Ainsi, lui aussi, a été enfanté dans la douleur par rapport à la politique du père du nationalisme Algérien. Hélas, après l'indépendance, les partis politiques incorporés, dans l'unité des pensées et l'action pendant la guerre de libération, n'ont pas pu ou voulu revendiquer, avec force, leurs anciennes positions et idées politiques, pour diverses raisons dont justement le vibrion des clans qui a, autrefois, contaminé le mouvement National revendicatif qui, à force des survivances du passé et les zizanies entre les clans postindépendances, procréera au cours de la décennie 1980, notamment à partir d'octobre 88, dans la douleur, un front d'extrémistes disparates et revanchards enfantant la décennie des massacres inouïes. Encore pour la unième fois, le peuple algérien traversera le chemin des supplices. L'un des chefs historiques du 1er Novembre 1954, le défunt président Mohamed Boudiaf (premier coordinateur du FLN) a lutté toute sa vie contra les excès du pouvoir politique et surtout du culte de la personnalité, dont il lui même subi ses nocivités dans la douleur de l'emprisonnement et l'exil, a malheureusement oublié que ce culte ne disparaît pas du jour au lendemain.

Son retour d'exil, le 16 janvier 1992, est un monumental oubli, de cette obsession du pouvoir sans partage, d'autant plus qu'il avait écrit un livre dans ce sens. En plus, il s'apercevra assez tard que ce mal a déjà fait des dégâts abyssaux dont l'intégrisme et les vengeances entre des clans atteints, eux aussi, .de la hantise de perdre le pouvoir de l'argent acquis par celui de la politique. Arrivé à ce niveau de combinaison, des deux pouvoirs ci-dessus décrits, rien n'est désormais proscrit. Tout était permis et banalisé. Y compris les assassinats politiques transmis en direct par la télévision. Hélas, trois fois hélas, le défunt n'a pas assez mesuré l'ampleur des dégâts dont la les fléaux de la corruption et ses procréations au sein de tout le corps social.

A ce propos, le défunt président Houari Boumediene disait qu'un coordinateur politique, du FLN de la 5é Wilaya Historique, actuellement haut responsable d'Etat, transportait de l'Ouarsenis jusqu'à Tlemcen un grand sac plein de billets d'argent. Il n'a pas pris le moindre sou. En effet, l'argent est un pus, disait ce haut responsable d'Etat toujours en place. Actuellement, chez-nous, ce qui est en train de se dérouler au sein du corps fiévreux des partis politiques, toutes tendances confondues, en particulier le parti du FLN, envahi par des affairistes aux sacs noirs, dont l'actuel secrétaire serait, d'après les signes avant-courrieurs, sur la sellette et qui sera bientôt remplacé par un vétéran militant du FLN, d'avant et après l'indépendance, déjà désigné membre du Sénat. Est-ce le remède efficace au mal qui ronge ce parti né après un accouchement dans la douleur depuis le 1er Novembre 1954 et redressé en 1956?, 1962, etc. ?

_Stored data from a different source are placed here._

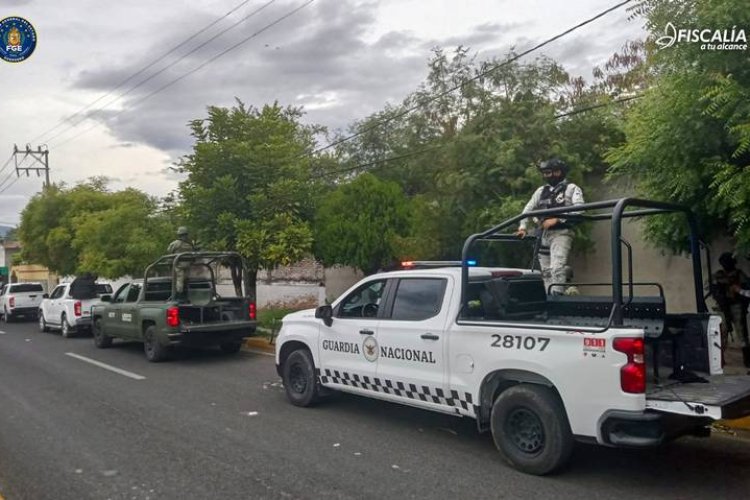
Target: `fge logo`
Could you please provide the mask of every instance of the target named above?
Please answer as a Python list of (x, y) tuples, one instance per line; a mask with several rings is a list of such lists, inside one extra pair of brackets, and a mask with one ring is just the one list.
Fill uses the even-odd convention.
[(36, 48), (36, 30), (22, 17), (0, 21), (0, 58), (7, 62), (26, 60)]

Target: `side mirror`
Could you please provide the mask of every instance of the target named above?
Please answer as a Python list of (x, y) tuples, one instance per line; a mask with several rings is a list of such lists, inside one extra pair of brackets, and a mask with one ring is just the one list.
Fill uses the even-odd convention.
[(48, 293), (43, 293), (42, 294), (42, 298), (43, 299), (48, 299), (49, 298), (49, 294)]
[(102, 302), (112, 302), (112, 296), (109, 294), (104, 294), (100, 298)]
[(315, 317), (323, 320), (326, 326), (333, 324), (333, 308), (326, 304), (315, 309)]

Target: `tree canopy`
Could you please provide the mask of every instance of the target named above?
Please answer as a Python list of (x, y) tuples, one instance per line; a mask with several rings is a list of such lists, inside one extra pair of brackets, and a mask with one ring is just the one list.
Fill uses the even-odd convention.
[(21, 213), (21, 259), (61, 275), (140, 276), (173, 233), (156, 207), (155, 198), (136, 189), (109, 191), (103, 178), (49, 186)]

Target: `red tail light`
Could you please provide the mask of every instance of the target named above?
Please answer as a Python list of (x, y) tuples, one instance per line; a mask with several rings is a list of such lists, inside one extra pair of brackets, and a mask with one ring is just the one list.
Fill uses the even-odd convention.
[(76, 316), (81, 315), (81, 302), (80, 301), (73, 304), (73, 311), (75, 312)]
[(620, 387), (623, 392), (643, 394), (646, 392), (646, 359), (643, 353), (643, 339), (621, 337), (612, 346), (628, 356), (628, 362), (620, 368)]
[(167, 326), (176, 328), (180, 326), (180, 308), (179, 307), (168, 307), (167, 308)]
[(258, 316), (258, 312), (255, 310), (255, 302), (250, 302), (247, 306), (247, 315), (251, 320), (255, 320)]
[(11, 295), (8, 297), (8, 305), (10, 307), (16, 307), (16, 298), (14, 296)]

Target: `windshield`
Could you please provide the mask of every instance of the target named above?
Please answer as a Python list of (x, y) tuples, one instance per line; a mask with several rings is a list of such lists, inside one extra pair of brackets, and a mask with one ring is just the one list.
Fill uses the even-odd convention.
[(10, 292), (13, 293), (25, 293), (25, 292), (44, 292), (44, 288), (39, 283), (21, 283), (18, 285), (11, 285)]

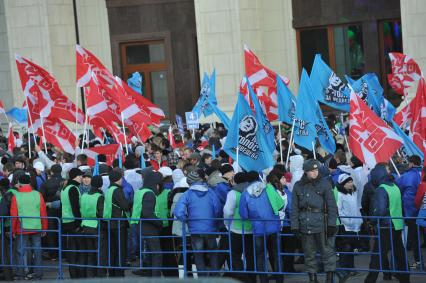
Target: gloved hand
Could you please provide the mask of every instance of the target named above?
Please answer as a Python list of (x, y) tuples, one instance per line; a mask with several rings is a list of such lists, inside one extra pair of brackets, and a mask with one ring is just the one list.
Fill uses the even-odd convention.
[(299, 229), (291, 229), (291, 233), (293, 233), (296, 238), (299, 238), (300, 236)]
[(333, 237), (337, 232), (336, 226), (327, 226), (327, 237)]

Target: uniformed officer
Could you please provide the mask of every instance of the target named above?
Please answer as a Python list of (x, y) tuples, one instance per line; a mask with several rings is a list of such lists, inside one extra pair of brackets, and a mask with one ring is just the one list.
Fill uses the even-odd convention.
[(293, 187), (291, 230), (301, 236), (309, 282), (318, 282), (317, 251), (327, 273), (326, 282), (333, 282), (337, 206), (331, 183), (319, 175), (319, 166), (313, 159), (303, 164), (305, 173)]

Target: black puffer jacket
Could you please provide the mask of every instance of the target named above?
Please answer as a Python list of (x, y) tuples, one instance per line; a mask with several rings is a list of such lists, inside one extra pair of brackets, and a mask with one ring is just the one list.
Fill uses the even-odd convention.
[[(54, 202), (60, 200), (61, 188), (64, 186), (65, 180), (61, 174), (50, 176), (41, 186), (40, 193), (43, 195), (45, 202)], [(59, 216), (59, 208), (47, 208), (47, 216)]]
[[(112, 211), (111, 211), (111, 218), (126, 218), (126, 212), (130, 212), (130, 206), (131, 204), (127, 201), (126, 197), (124, 196), (123, 187), (112, 183), (108, 190), (115, 186), (117, 189), (115, 189), (114, 193), (112, 194)], [(106, 200), (105, 200), (106, 201)], [(110, 221), (110, 229), (118, 229), (118, 220), (117, 221)], [(128, 221), (120, 220), (120, 227), (127, 227)]]
[[(326, 213), (326, 219), (325, 217)], [(325, 225), (336, 226), (337, 205), (326, 178), (309, 180), (306, 174), (293, 187), (291, 229), (304, 234), (325, 232)]]

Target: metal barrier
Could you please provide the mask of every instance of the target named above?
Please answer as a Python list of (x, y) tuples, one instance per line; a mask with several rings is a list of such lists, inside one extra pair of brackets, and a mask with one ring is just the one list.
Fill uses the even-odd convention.
[[(85, 219), (97, 222), (96, 228), (73, 226), (62, 223), (64, 219), (45, 217), (50, 223), (47, 230), (20, 230), (12, 235), (7, 222), (19, 218), (36, 217), (0, 217), (1, 224), (1, 264), (4, 271), (23, 276), (24, 273), (35, 272), (36, 277), (42, 276), (44, 269), (57, 270), (57, 278), (64, 278), (64, 269), (69, 269), (72, 278), (80, 277), (110, 277), (124, 276), (124, 270), (132, 269), (139, 275), (179, 276), (190, 275), (220, 275), (233, 274), (240, 278), (253, 278), (256, 275), (281, 276), (285, 274), (300, 274), (290, 268), (294, 257), (302, 256), (297, 250), (297, 239), (290, 231), (286, 220), (265, 219), (260, 222), (280, 221), (281, 229), (269, 235), (254, 235), (244, 231), (240, 233), (221, 229), (209, 233), (192, 233), (187, 226), (192, 221), (224, 221), (230, 225), (232, 219), (191, 219), (181, 222), (176, 219)], [(343, 219), (343, 217), (340, 217)], [(359, 217), (345, 217), (359, 218)], [(395, 218), (393, 218), (395, 219)], [(416, 233), (417, 243), (407, 240), (405, 229), (395, 231), (390, 217), (363, 217), (362, 233), (340, 232), (331, 238), (336, 244), (339, 256), (337, 272), (384, 272), (426, 274), (421, 239), (426, 242), (425, 228), (415, 224), (418, 218), (402, 218), (411, 221), (410, 237)], [(12, 220), (12, 221), (11, 221)], [(75, 218), (71, 220), (83, 220)], [(129, 225), (129, 221), (139, 221)], [(167, 221), (167, 222), (165, 222)], [(163, 227), (163, 223), (169, 225)], [(172, 235), (172, 225), (180, 224), (182, 229), (177, 235)], [(366, 224), (368, 223), (368, 224)], [(267, 223), (266, 223), (267, 224)], [(53, 226), (53, 228), (51, 227)], [(217, 225), (219, 227), (221, 225)], [(56, 228), (57, 227), (57, 228)], [(228, 226), (229, 227), (229, 226)], [(406, 226), (404, 226), (405, 228)], [(27, 233), (32, 234), (27, 234)], [(57, 243), (52, 246), (41, 245), (42, 234), (57, 236)], [(334, 239), (335, 238), (335, 239)], [(334, 241), (335, 240), (335, 241)], [(130, 241), (130, 246), (127, 242)], [(411, 269), (408, 259), (407, 245), (411, 244), (415, 262), (418, 268)], [(373, 245), (372, 249), (359, 251), (357, 244)], [(139, 247), (138, 247), (139, 246)], [(42, 252), (56, 254), (57, 264), (48, 264), (41, 260)], [(128, 252), (134, 253), (138, 261), (126, 261)], [(391, 260), (387, 254), (390, 252)], [(369, 256), (368, 268), (353, 265), (355, 256)], [(206, 261), (208, 258), (208, 261)], [(193, 270), (192, 262), (195, 264)], [(353, 265), (353, 266), (352, 266)]]

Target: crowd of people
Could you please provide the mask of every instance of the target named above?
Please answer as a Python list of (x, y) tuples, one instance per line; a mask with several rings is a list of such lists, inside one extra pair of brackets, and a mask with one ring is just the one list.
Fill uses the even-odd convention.
[[(295, 265), (304, 263), (310, 282), (318, 282), (318, 272), (326, 273), (326, 282), (345, 282), (359, 276), (357, 250), (373, 252), (365, 282), (376, 282), (380, 269), (389, 270), (385, 280), (409, 282), (407, 271), (423, 264), (426, 221), (402, 219), (426, 216), (419, 156), (396, 155), (396, 168), (367, 168), (338, 134), (335, 154), (317, 147), (314, 155), (289, 143), (283, 131), (276, 137), (276, 165), (246, 172), (221, 150), (223, 125), (184, 135), (174, 129), (173, 135), (174, 147), (166, 131), (145, 143), (134, 138), (122, 164), (108, 165), (99, 155), (97, 170), (79, 148), (71, 155), (32, 144), (30, 154), (26, 135), (13, 152), (1, 150), (3, 278), (40, 279), (39, 266), (58, 260), (60, 252), (71, 278), (122, 277), (131, 266), (136, 275), (178, 276), (186, 261), (198, 276), (243, 282), (257, 276), (268, 282), (270, 272), (283, 282), (280, 273), (300, 271)], [(286, 166), (281, 156), (288, 151)], [(407, 245), (414, 257), (409, 265)], [(297, 250), (304, 256), (295, 256)], [(136, 269), (140, 263), (144, 268)]]

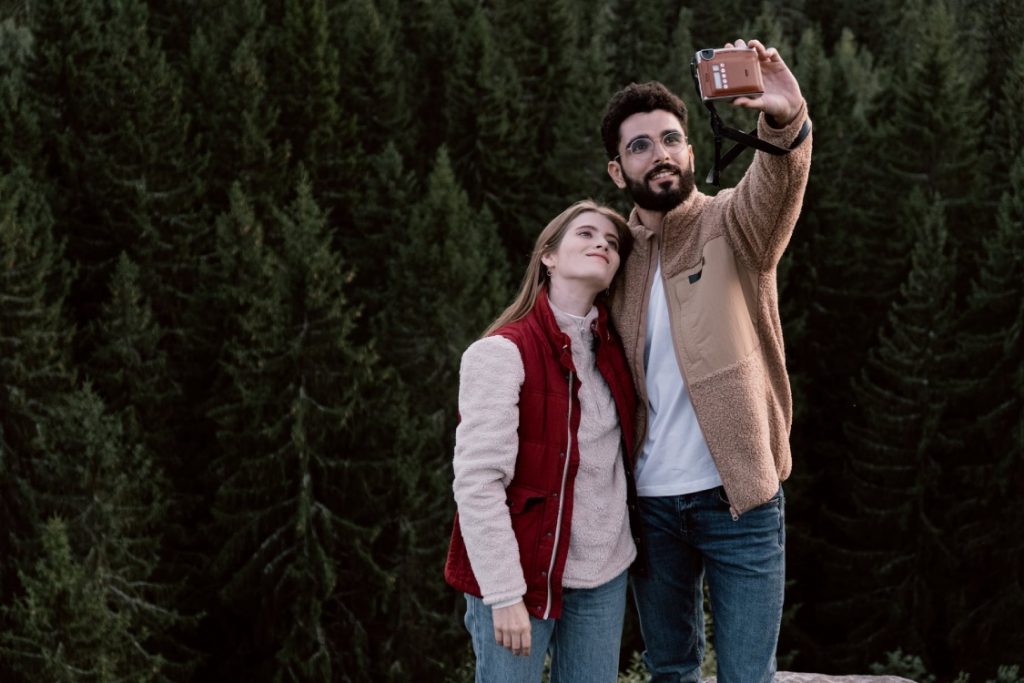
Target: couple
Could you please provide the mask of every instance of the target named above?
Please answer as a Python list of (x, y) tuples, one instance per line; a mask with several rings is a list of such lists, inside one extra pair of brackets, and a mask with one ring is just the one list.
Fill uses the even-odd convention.
[(709, 197), (683, 102), (660, 83), (616, 93), (601, 131), (629, 223), (563, 211), (463, 355), (445, 576), (477, 681), (539, 681), (546, 652), (555, 683), (614, 681), (631, 566), (652, 680), (699, 680), (705, 573), (718, 680), (772, 679), (792, 412), (775, 278), (811, 144), (796, 79), (749, 47), (765, 94), (734, 104), (801, 144)]

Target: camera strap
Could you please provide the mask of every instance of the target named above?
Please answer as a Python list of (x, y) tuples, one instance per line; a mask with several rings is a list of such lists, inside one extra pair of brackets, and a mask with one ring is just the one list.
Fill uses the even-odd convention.
[[(715, 136), (715, 164), (711, 167), (711, 170), (708, 172), (708, 176), (704, 182), (711, 183), (717, 187), (722, 170), (735, 161), (736, 157), (738, 157), (747, 147), (753, 147), (754, 149), (759, 149), (762, 152), (767, 152), (768, 154), (773, 154), (775, 156), (789, 154), (789, 149), (776, 147), (772, 143), (766, 142), (757, 137), (756, 127), (749, 133), (744, 133), (741, 130), (730, 128), (725, 125), (722, 122), (722, 117), (718, 115), (718, 111), (715, 109), (714, 102), (705, 102), (704, 106), (708, 108), (709, 112), (711, 112), (711, 131)], [(807, 137), (808, 132), (810, 132), (810, 127), (805, 122), (804, 127), (800, 129), (800, 135), (797, 136), (793, 147), (796, 147), (803, 142), (803, 139)], [(732, 149), (725, 154), (722, 154), (722, 138), (729, 138), (736, 142), (736, 144), (732, 146)], [(792, 149), (792, 147), (790, 149)]]

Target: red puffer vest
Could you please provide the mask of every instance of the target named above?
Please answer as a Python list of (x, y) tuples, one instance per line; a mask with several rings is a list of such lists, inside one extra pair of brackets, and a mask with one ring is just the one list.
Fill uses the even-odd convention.
[[(633, 380), (622, 342), (609, 328), (608, 312), (601, 305), (591, 329), (596, 343), (597, 369), (608, 383), (619, 414), (632, 520), (636, 499)], [(519, 392), (519, 454), (512, 482), (505, 490), (526, 579), (523, 600), (533, 616), (557, 619), (562, 611), (562, 572), (569, 555), (573, 484), (580, 464), (576, 443), (580, 381), (573, 365), (569, 337), (558, 328), (545, 290), (541, 290), (537, 303), (525, 318), (499, 328), (494, 334), (515, 343), (526, 371)], [(638, 527), (632, 526), (634, 542), (639, 546)], [(444, 575), (457, 590), (480, 597), (480, 586), (462, 540), (458, 513)]]

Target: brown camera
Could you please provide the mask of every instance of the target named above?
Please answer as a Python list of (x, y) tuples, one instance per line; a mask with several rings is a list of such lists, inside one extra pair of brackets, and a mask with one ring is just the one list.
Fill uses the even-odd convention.
[(693, 68), (700, 98), (704, 102), (764, 94), (761, 63), (753, 48), (698, 50), (693, 57)]

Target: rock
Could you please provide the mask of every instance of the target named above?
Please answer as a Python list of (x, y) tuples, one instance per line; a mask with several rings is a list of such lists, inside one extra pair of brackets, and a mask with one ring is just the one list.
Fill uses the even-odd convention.
[[(715, 678), (705, 678), (701, 683), (715, 683)], [(827, 674), (806, 674), (793, 671), (779, 671), (773, 683), (915, 683), (901, 676), (829, 676)]]

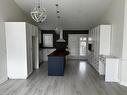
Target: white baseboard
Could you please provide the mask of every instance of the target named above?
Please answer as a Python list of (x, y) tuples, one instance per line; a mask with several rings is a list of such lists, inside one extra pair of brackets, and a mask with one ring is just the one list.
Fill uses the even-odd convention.
[[(30, 74), (31, 74), (31, 73), (30, 73)], [(30, 74), (29, 74), (29, 75), (30, 75)], [(28, 75), (28, 76), (29, 76), (29, 75)], [(9, 76), (9, 75), (8, 75), (8, 78), (9, 78), (9, 79), (27, 79), (27, 76), (23, 76), (23, 75)]]
[(126, 82), (119, 82), (120, 85), (122, 86), (126, 86), (127, 87), (127, 83)]
[(87, 60), (88, 58), (85, 56), (68, 56), (68, 59), (81, 59), (81, 60)]
[(2, 79), (0, 79), (0, 84), (2, 84), (3, 82), (7, 81), (8, 80), (8, 77), (3, 77)]

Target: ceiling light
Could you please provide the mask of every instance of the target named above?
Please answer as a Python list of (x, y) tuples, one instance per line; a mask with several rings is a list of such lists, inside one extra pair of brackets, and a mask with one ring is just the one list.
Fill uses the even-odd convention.
[(41, 0), (35, 1), (35, 8), (31, 11), (31, 17), (36, 22), (43, 22), (47, 18), (47, 12), (45, 8), (41, 6)]

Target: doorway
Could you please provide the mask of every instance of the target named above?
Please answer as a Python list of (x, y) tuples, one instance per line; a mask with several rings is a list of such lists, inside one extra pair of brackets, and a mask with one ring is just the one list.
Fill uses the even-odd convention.
[(86, 56), (87, 37), (80, 37), (80, 56)]
[(70, 59), (87, 59), (87, 35), (69, 34), (68, 49)]

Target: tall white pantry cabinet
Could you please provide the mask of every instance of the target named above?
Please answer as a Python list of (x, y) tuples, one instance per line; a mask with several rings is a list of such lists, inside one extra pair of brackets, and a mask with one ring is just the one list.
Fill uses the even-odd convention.
[(92, 38), (92, 51), (89, 52), (88, 60), (100, 75), (105, 73), (105, 60), (101, 59), (101, 55), (110, 55), (111, 28), (111, 25), (99, 25), (89, 31), (89, 37)]
[(5, 22), (7, 74), (10, 79), (26, 79), (33, 72), (32, 37), (38, 28), (26, 22)]

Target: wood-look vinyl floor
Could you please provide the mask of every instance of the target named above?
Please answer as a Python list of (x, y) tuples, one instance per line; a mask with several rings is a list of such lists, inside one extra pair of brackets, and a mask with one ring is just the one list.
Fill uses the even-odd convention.
[(0, 85), (0, 95), (127, 95), (127, 88), (105, 83), (86, 61), (69, 60), (65, 76), (47, 75), (41, 65), (27, 80), (9, 80)]

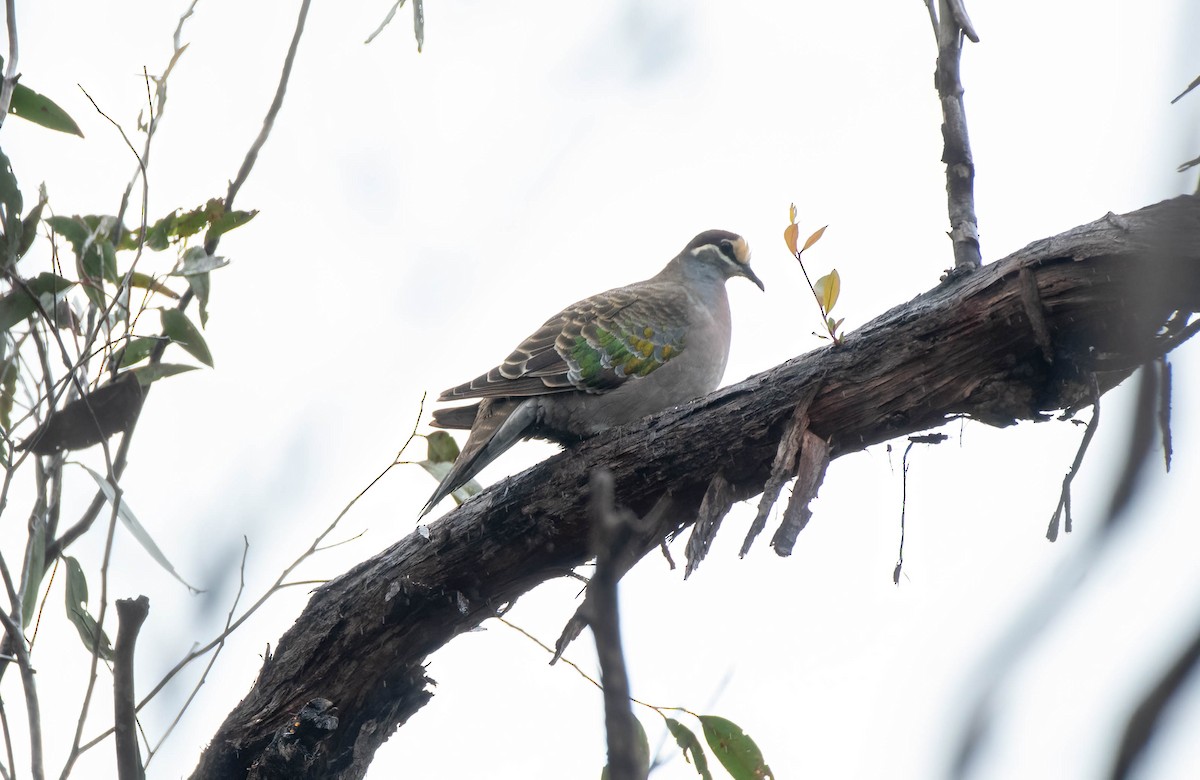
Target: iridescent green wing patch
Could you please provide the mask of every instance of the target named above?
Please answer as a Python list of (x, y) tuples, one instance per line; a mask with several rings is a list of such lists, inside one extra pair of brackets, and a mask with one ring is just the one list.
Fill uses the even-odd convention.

Afin de se prémunir, autant que possible, nous semble-il, des conséquences néfastes de ces graves maladies chroniques d'avant et en cours, une thérapie de choc et au scalpel s'impose à tous les niveaux de la société Algérienne désarticulée, compartimentée et tourmentée par tant de fléaux dont le chauvinisme voire la segmentation, entre et au sein même des régions, une des plaies enfantées par le colonialisme..

Un jour, peut-être, l'Algérie (qui a raté tant d'occasions de se transformer) enfantera sainement et sereinement une politique adéquate. Peut-être.